Chegamos à sede da fazenda, e assim que o carro parou, Bernardo olhou para o lado e comentou, com uma expressão meio cínica:
— Preparado para conhecer sua madrasta? O nome dela é Yves — Ele apontou com o queixo. — O carro da minha mãe está ali, e parece que elas vieram juntas.
Senti um frio na barriga, mas antes que pudesse falar algo, Bernardo continuou, já com um tom mais irritado:
— Vou logo avisando, ela é uma chata arrogante... me dá nos nervos. Vive se achando melhor que todo mundo. — Ele revirou os olhos, visivelmente incomodado.

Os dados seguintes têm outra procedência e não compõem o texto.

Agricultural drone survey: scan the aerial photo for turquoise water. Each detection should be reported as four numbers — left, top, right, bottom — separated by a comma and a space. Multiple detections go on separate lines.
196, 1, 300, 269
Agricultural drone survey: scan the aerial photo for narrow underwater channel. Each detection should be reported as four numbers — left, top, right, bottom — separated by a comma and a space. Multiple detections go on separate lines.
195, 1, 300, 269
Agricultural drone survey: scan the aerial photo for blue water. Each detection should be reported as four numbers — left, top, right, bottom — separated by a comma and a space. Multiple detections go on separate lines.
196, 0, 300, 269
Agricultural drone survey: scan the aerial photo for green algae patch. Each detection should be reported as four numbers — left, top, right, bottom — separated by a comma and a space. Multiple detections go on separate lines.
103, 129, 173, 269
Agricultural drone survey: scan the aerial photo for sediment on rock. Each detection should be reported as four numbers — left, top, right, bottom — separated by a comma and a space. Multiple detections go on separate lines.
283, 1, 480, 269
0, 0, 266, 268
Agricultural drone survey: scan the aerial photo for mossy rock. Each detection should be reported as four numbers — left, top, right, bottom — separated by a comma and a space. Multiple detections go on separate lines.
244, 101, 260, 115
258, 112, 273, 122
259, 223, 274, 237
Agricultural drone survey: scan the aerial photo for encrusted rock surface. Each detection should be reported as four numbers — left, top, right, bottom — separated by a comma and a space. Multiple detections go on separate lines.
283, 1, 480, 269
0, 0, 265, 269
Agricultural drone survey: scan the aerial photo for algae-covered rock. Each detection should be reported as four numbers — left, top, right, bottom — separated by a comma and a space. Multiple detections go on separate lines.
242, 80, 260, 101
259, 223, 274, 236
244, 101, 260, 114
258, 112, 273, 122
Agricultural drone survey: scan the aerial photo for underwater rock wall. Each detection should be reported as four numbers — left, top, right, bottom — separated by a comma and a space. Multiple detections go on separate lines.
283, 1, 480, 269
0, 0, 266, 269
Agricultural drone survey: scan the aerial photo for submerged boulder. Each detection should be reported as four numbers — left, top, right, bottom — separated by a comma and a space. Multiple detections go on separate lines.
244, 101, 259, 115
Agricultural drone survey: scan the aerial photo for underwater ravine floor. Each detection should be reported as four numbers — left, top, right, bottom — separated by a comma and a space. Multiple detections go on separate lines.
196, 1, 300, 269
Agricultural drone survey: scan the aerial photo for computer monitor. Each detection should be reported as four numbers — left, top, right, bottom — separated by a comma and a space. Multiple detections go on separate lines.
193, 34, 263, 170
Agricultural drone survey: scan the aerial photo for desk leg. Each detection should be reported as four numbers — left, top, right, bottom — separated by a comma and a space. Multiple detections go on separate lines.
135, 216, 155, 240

Engoli em seco. A ideia de encontrar mais gente ligada ao Silas me deixava ansioso. Mas aí, ele sorriu de forma mais suave e disse:
— Mas, olha, pelo menos você vai conhecer a Zoe, sua outra irmã. Ela é um doce, tenho certeza que você vai adorar.
O contraste entre o jeito que ele falava da madrasta e o carinho com que mencionava a Zoe me fez relaxar um pouco, embora a tensão continuasse no ar.
Entramos na casa, e todos estavam reunidos na sala, conversando e tomando café. O ambiente parecia leve, mas quando Alysson me viu, percebi em seu olhar uma leve surpresa. Era como se ele não esperasse que eu voltasse à fazenda hoje, depois de tudo que havia acontecido entre nós.
Antes que eu pudesse pensar mais nisso, Cláudia, sempre gentil e acolhedora, se levantou e veio até mim com um sorriso caloroso.
— Como você está, Rafael? — perguntou, me dando um abraço carinhoso. — Nossa, você está um gato com essa roupa!
Sorri meio sem graça, sem saber muito bem o que dizer, mas antes que eu pudesse responder, Cláudia já me puxava para a próxima apresentação. Ao me virar, deparei-me com uma mulher ruiva, de postura imponente e um olhar crítico que não deixava passar nada.
— Ah, Rafael, deixa eu te apresentar! — continuou Cláudia, sem perder o entusiasmo. — Essa é a Yves, esposa do Silas. Ele trabalha com o Alysson, mas, olha, já é praticamente da família! — completou, me lançando uma piscadela discreta, como se quisesse quebrar o gelo.
Respirei fundo, tentando manter a calma, e sorri, apesar de sentir o desconforto aumentar.
— Oi, tudo bem? — disse, tentando soar educado.
Yves forçou um sorriso, mas seus olhos me analisavam de cima a baixo, como se eu fosse uma peça fora do lugar. Sua expressão exalava desdém, e o desconforto dela era tão palpável quanto o meu. Naquele momento, ficou claro que Bernardo estava certo. A antipatia foi imediata.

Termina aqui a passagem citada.